Enfin, le troisième avantage du biométhane est qu’il participe à l’économie circulaire, à la réduction des déchets et à la réutilisation des matières premières. Plutôt que de laisser tous ces déchets organiques inutilisés, la méthanisation les rend utiles en produisant de l’énergie avec laquelle on pourrait remplacer nos gaz fossiles. Non seulement cela réduit leurs impacts sur la planète, mais cela aide aussi certaines filières à gagner un peu d’argent en valorisant des déchets jusque-là inutiles. Et tout cela sans compter la production d’engrais que permet la production de biométhane.

Où en est le biométhane en France ?

Pour l’instant, le biométhane n’est pas encore extrêmement développé en France : c’est une filière nouvelle et innovante qui n’est lancée que depuis 2011. Selon GRDF, qui gère la majorité de la distribution du gaz en France, il existerait environ 70 sites qui injectent du biométhane dans les réseaux de gaz français, pour une production d’à peine 1 TWh (soit moins de 0,2 % de la consommation de gaz française).
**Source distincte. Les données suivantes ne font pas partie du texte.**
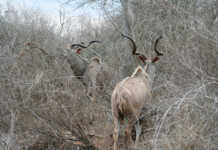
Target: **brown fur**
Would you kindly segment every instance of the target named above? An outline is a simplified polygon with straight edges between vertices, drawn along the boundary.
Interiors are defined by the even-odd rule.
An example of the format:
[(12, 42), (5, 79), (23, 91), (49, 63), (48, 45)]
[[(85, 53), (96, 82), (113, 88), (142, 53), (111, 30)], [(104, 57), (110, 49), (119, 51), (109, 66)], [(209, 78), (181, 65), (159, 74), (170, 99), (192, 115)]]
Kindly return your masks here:
[[(114, 117), (114, 150), (117, 150), (119, 124), (127, 123), (127, 143), (131, 144), (131, 130), (138, 120), (145, 101), (151, 98), (148, 74), (137, 67), (131, 77), (118, 83), (112, 93), (111, 104)], [(124, 121), (127, 120), (127, 121)], [(128, 145), (127, 144), (127, 145)]]

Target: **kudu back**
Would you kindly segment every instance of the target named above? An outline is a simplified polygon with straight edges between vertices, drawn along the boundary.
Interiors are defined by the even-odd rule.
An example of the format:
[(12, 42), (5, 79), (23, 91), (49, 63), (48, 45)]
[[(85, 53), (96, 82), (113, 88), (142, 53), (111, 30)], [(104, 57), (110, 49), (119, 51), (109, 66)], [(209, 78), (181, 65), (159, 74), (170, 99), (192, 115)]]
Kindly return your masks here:
[(141, 127), (137, 121), (145, 102), (151, 99), (152, 82), (155, 75), (154, 63), (159, 60), (159, 56), (163, 55), (156, 49), (157, 43), (161, 37), (156, 40), (154, 46), (157, 56), (153, 59), (147, 59), (143, 54), (136, 52), (137, 47), (130, 37), (123, 34), (122, 36), (130, 41), (133, 48), (132, 55), (137, 56), (144, 66), (138, 66), (130, 77), (119, 82), (112, 93), (111, 107), (114, 120), (114, 150), (118, 150), (120, 125), (125, 125), (125, 144), (127, 149), (132, 149), (134, 142), (132, 140), (131, 131), (136, 124), (135, 148), (137, 147), (141, 133)]

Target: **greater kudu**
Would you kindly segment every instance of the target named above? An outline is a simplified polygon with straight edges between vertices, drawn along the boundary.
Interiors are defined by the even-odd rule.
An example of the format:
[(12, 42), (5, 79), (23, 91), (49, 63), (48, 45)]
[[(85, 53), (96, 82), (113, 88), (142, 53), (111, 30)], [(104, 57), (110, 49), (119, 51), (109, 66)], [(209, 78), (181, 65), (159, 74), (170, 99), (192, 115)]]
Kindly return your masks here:
[[(88, 48), (93, 43), (101, 43), (100, 41), (91, 41), (88, 46), (82, 44), (73, 44), (71, 48), (77, 48), (76, 53), (80, 54), (85, 48)], [(97, 89), (104, 89), (106, 82), (111, 78), (112, 68), (101, 61), (101, 58), (94, 56), (88, 63), (83, 74), (83, 81), (87, 85), (87, 95), (94, 100)]]
[(155, 76), (155, 62), (159, 60), (159, 56), (163, 54), (158, 52), (156, 47), (159, 37), (154, 44), (154, 51), (156, 57), (153, 59), (147, 59), (143, 54), (137, 53), (137, 47), (135, 42), (128, 36), (122, 34), (132, 44), (132, 55), (136, 55), (143, 63), (144, 67), (138, 66), (130, 77), (123, 79), (119, 82), (112, 93), (111, 106), (114, 120), (114, 150), (118, 149), (118, 136), (120, 130), (120, 124), (125, 124), (125, 136), (126, 146), (129, 149), (132, 144), (131, 131), (136, 123), (136, 140), (135, 148), (139, 140), (141, 133), (141, 127), (139, 125), (139, 117), (144, 103), (151, 99), (152, 82)]

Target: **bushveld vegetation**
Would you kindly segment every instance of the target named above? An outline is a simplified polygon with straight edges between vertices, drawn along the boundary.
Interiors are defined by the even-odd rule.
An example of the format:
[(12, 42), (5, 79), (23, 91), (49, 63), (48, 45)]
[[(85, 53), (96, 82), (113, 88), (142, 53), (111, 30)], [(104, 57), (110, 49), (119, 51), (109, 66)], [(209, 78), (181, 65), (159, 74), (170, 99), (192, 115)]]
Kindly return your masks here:
[[(112, 149), (111, 94), (139, 65), (121, 33), (146, 56), (163, 36), (137, 149), (218, 149), (218, 1), (129, 1), (94, 1), (104, 19), (80, 18), (81, 28), (61, 13), (56, 24), (37, 10), (0, 10), (0, 149)], [(69, 47), (92, 40), (102, 43), (79, 56)], [(93, 56), (110, 70), (94, 100), (83, 77)]]

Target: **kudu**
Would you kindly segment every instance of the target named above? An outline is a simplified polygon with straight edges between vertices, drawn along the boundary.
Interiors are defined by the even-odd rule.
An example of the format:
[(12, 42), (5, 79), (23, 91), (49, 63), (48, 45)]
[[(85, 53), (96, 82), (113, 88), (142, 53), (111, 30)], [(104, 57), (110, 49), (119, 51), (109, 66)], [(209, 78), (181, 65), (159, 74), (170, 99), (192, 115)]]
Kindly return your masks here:
[[(91, 41), (88, 46), (82, 44), (72, 44), (71, 48), (77, 48), (76, 53), (80, 54), (85, 48), (88, 48), (93, 43), (101, 43), (100, 41)], [(94, 56), (88, 63), (83, 74), (83, 81), (88, 86), (87, 95), (91, 100), (95, 99), (98, 87), (104, 88), (104, 82), (110, 78), (110, 67), (101, 61), (100, 57)]]
[(132, 55), (135, 55), (144, 64), (144, 67), (138, 66), (130, 77), (123, 79), (119, 82), (112, 93), (111, 106), (112, 115), (114, 121), (114, 150), (118, 149), (118, 137), (120, 124), (125, 125), (126, 147), (130, 149), (133, 144), (131, 131), (135, 125), (136, 128), (136, 140), (135, 149), (138, 144), (139, 135), (141, 133), (141, 127), (139, 125), (139, 117), (142, 108), (146, 101), (151, 99), (152, 82), (155, 76), (155, 62), (159, 60), (159, 56), (163, 54), (158, 52), (157, 44), (162, 38), (159, 37), (154, 44), (154, 51), (156, 57), (153, 59), (147, 59), (143, 54), (137, 53), (137, 47), (135, 42), (128, 36), (122, 34), (123, 37), (128, 39), (132, 44)]
[[(83, 44), (72, 44), (70, 45), (70, 49), (74, 49), (77, 54), (80, 54), (83, 49), (88, 48), (94, 43), (101, 43), (101, 42), (100, 41), (90, 41), (87, 46), (84, 46)], [(77, 76), (77, 78), (82, 79), (84, 73), (86, 72), (89, 62), (79, 57), (79, 55), (75, 55), (73, 53), (67, 56), (67, 61), (70, 64), (70, 67), (73, 70), (74, 74)]]

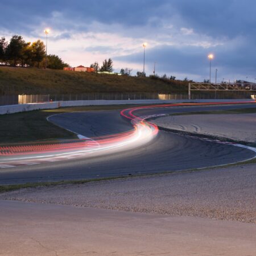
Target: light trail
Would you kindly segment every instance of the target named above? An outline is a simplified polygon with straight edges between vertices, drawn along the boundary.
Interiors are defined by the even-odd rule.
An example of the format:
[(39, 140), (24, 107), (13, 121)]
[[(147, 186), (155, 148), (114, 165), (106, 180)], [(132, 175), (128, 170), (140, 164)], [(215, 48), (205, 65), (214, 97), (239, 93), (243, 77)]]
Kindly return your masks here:
[(55, 162), (75, 158), (86, 158), (126, 151), (147, 143), (158, 133), (158, 126), (146, 121), (163, 114), (137, 116), (134, 112), (141, 109), (184, 106), (204, 106), (242, 104), (253, 102), (175, 104), (143, 106), (126, 109), (120, 112), (130, 120), (133, 129), (130, 131), (101, 137), (72, 140), (62, 143), (37, 143), (26, 145), (0, 146), (0, 168)]

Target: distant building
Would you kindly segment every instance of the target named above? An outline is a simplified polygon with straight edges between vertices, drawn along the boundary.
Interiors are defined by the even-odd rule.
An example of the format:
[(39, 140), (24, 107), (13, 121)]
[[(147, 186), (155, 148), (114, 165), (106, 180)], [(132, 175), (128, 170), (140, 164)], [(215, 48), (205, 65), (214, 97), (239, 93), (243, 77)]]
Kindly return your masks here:
[(69, 68), (69, 67), (65, 67), (63, 69), (65, 71), (76, 71), (76, 72), (94, 72), (95, 71), (95, 69), (93, 68), (89, 68), (86, 67), (84, 67), (80, 65), (80, 66), (76, 67), (75, 68)]

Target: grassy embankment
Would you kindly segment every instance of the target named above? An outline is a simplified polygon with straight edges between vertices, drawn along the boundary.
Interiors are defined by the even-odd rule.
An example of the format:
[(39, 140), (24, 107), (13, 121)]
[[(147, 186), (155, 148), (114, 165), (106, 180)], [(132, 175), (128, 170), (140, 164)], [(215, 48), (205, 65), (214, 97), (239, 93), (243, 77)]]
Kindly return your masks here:
[(0, 115), (0, 145), (42, 140), (77, 138), (73, 133), (48, 122), (47, 117), (55, 114), (122, 109), (135, 106), (85, 106)]
[[(73, 139), (76, 136), (69, 131), (48, 122), (47, 117), (55, 114), (80, 111), (122, 109), (135, 105), (85, 106), (36, 110), (0, 115), (0, 145), (36, 141)], [(256, 113), (256, 108), (230, 110), (215, 110), (172, 114), (245, 114)]]
[(96, 92), (187, 93), (188, 85), (186, 81), (148, 77), (0, 67), (0, 95)]

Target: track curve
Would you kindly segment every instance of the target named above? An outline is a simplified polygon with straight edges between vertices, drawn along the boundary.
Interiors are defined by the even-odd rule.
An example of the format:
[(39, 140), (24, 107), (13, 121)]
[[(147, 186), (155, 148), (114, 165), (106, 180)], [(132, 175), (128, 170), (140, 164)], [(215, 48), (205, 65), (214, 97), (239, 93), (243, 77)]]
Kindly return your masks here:
[[(171, 108), (170, 108), (171, 107)], [(121, 112), (121, 115), (133, 120), (133, 125), (143, 122), (143, 119), (149, 116), (167, 114), (184, 111), (207, 111), (209, 109), (230, 109), (239, 108), (255, 108), (255, 104), (245, 105), (221, 105), (217, 106), (181, 106), (163, 105), (150, 106), (147, 108), (128, 109)], [(176, 109), (175, 109), (176, 108)], [(200, 109), (199, 109), (200, 108)], [(112, 122), (103, 123), (106, 115)], [(143, 118), (138, 117), (143, 116)], [(73, 122), (73, 119), (80, 121), (88, 118), (94, 125), (93, 130), (85, 125), (84, 135), (90, 130), (96, 131), (98, 138), (108, 133), (129, 133), (132, 126), (117, 112), (82, 112), (55, 116), (50, 121), (66, 129), (81, 133), (79, 129), (83, 127), (82, 122)], [(62, 119), (60, 120), (60, 119)], [(71, 122), (68, 121), (71, 120)], [(110, 120), (109, 119), (108, 119)], [(120, 123), (120, 126), (117, 123)], [(61, 123), (63, 125), (61, 125)], [(145, 122), (149, 125), (153, 133), (158, 132), (155, 125)], [(71, 127), (70, 127), (71, 126)], [(104, 134), (104, 133), (105, 134)], [(246, 148), (238, 148), (230, 144), (219, 144), (214, 142), (187, 138), (160, 131), (156, 137), (146, 144), (126, 151), (115, 151), (110, 154), (93, 156), (89, 158), (71, 158), (61, 162), (44, 163), (38, 165), (25, 165), (12, 168), (2, 169), (0, 171), (1, 184), (13, 184), (24, 182), (59, 181), (102, 177), (118, 176), (180, 171), (185, 169), (201, 168), (224, 164), (243, 160), (254, 157), (255, 153)]]

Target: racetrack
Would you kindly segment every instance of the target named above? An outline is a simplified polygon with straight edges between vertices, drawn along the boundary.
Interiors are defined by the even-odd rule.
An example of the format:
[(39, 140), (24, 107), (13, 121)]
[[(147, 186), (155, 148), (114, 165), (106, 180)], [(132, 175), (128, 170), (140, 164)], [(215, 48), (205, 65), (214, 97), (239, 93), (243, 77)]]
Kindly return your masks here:
[[(255, 104), (174, 106), (138, 109), (137, 115), (184, 112), (255, 108)], [(51, 122), (88, 137), (126, 132), (130, 122), (117, 111), (68, 113), (54, 115)], [(79, 180), (177, 171), (225, 164), (251, 158), (255, 152), (230, 144), (188, 138), (160, 131), (148, 143), (109, 155), (0, 169), (1, 184)]]

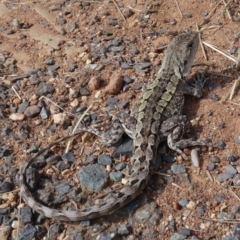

Mais attention, le biométhane constitue une filière d’avenir. La Loi de Transition Énergétique a même fixé comme objectif d’atteindre 10 % de biométhane sur le réseau de gaz français d’ici 2030. Et c’est assez bien parti puisque depuis 2015, la production française de biométhane a été multipliée par 5.

Enfin, pourquoi ekWateur est fournisseur de biométhane 100 % français ?

C’est pour toutes ces raisons qu’ekWateur, en tant que fournisseur de gaz et d’électricité, a décidé de faire partie des pionniers à proposer du biométhane. Eh oui, vous le savez, nous pensons que la transition énergétique est indispensable pour mieux protéger notre planète. Et comme nous défendons les énergies renouvelables et la production décentralisée, il était naturel que nous proposions aussi du gaz renouvelable.

Et puis, comme pour l’électricité, nous avons décidé de proposer du gaz renouvelable issu de producteurs exclusivement français. Comme ça, non seulement vous avez la garantie de consommer du gaz 100 % renouvelable, mais en plus, vous savez d’où il vient.

*Dans l’acceptation moderne, la pyrolyse est la décomposition d’un composé organique par la chaleur pour obtenir d’autres produits (gaz et matière) qu’il ne contenait pas, alors que la distillation est un procédé de séparation des constituants d’un mélange homogène dont les températures d’ébullition sont différentes.